Abstract

The distress caused by alkali-silica reaction (ASR) to concrete structures can occur long time after the reaction has been triggered. We propose to use spectral induced polarization (SIP) as a non-destructive method for early detection of ASR reaction before the damage is apparent. Our research deals with monitoring the difference between the electrical behaviour (phase lag, bulk resistivity, relaxation time, total chargeability) of non-reactive (NR) and reactive (RC) concrete samples affected by ASR. Laboratory measurements of complex resistivity were done in the frequency range 1.43 mHz-20 kHz. A Debye decomposition (DD) model was used to determine the DC bulk resistivity (ρ0), and the distribution of the chargeability as a function of the relaxation time. The total chargeability (Σm) and the mean relaxation time (τmean) were computed as DD parameters to characterize the ASR development.

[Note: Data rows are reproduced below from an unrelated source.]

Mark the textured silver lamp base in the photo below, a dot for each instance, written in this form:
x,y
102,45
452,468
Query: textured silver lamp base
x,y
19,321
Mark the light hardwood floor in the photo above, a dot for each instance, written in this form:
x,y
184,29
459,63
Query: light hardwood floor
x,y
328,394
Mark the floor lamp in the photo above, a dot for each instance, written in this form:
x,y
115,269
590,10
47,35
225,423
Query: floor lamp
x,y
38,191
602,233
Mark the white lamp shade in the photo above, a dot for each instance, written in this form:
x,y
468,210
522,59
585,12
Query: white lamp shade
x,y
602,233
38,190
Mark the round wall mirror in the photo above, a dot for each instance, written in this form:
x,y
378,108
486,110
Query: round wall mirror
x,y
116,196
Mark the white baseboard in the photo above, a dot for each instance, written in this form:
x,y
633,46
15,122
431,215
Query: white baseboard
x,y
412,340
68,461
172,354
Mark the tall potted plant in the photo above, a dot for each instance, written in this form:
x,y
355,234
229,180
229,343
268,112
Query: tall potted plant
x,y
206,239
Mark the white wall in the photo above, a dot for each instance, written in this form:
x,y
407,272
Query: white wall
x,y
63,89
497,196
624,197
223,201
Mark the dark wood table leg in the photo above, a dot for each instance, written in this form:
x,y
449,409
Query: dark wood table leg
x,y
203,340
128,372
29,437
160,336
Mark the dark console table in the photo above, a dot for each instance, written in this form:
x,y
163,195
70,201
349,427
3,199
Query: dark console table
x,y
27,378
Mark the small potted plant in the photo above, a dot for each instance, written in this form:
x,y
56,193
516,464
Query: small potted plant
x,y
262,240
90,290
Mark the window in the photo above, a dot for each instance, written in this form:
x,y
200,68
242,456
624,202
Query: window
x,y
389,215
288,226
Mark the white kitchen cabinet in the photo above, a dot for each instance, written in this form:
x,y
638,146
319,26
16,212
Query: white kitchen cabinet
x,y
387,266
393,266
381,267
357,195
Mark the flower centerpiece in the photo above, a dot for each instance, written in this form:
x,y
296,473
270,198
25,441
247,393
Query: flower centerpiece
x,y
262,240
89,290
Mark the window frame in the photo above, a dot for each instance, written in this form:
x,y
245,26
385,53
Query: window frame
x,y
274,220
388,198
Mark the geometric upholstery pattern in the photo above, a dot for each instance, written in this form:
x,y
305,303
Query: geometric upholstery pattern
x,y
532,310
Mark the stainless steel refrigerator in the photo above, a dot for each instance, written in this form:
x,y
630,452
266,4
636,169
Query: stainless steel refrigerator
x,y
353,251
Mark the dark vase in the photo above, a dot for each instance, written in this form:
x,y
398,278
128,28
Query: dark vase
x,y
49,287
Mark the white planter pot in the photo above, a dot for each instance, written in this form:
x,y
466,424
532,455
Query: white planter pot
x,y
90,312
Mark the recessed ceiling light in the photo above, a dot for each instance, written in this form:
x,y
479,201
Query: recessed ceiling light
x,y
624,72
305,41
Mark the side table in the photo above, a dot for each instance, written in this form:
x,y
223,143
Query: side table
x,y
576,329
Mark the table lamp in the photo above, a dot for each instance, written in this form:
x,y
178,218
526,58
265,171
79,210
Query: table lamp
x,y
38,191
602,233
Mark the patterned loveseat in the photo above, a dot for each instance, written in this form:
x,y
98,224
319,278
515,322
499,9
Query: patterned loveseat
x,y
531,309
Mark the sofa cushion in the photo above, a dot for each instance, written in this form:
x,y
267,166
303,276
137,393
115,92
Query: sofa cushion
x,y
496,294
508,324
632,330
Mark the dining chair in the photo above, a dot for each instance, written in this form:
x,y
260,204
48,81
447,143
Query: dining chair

While ρ0 was strongly dependent on the electrical conductivity of the solution (water, NaOH) with a constant change with time, both concrete mixtures saturated with the same solution showed an increase ρ0 due to the development of the matrix skeleton over time. In this work, ρ0 did not play a significant role to characterize the ASR development. For the samples affected by ASR, a significant evolution of Σm and τmean was found compared to the non-affected mixtures (RC, NRC-H2O), specially over the low frequency range [1.48 mHz < f < 5.86 Hz]. The RC-NaOH samples displayed a strong linear correlation between normalized chargeabilty and imaginary conductivity. This observation could be associated with an increase in surface conductivity of the Stern layer at reactive grain surface or the evolution of specific surface area due to production of ASR silica gel, or both. Based on our conceptual electrochemical model of RTD presented in this work, an evolution of chargeability peak was observed at relatively long relaxation time τ>102 s that could be associated with the polarization of aggregates affected by ASR.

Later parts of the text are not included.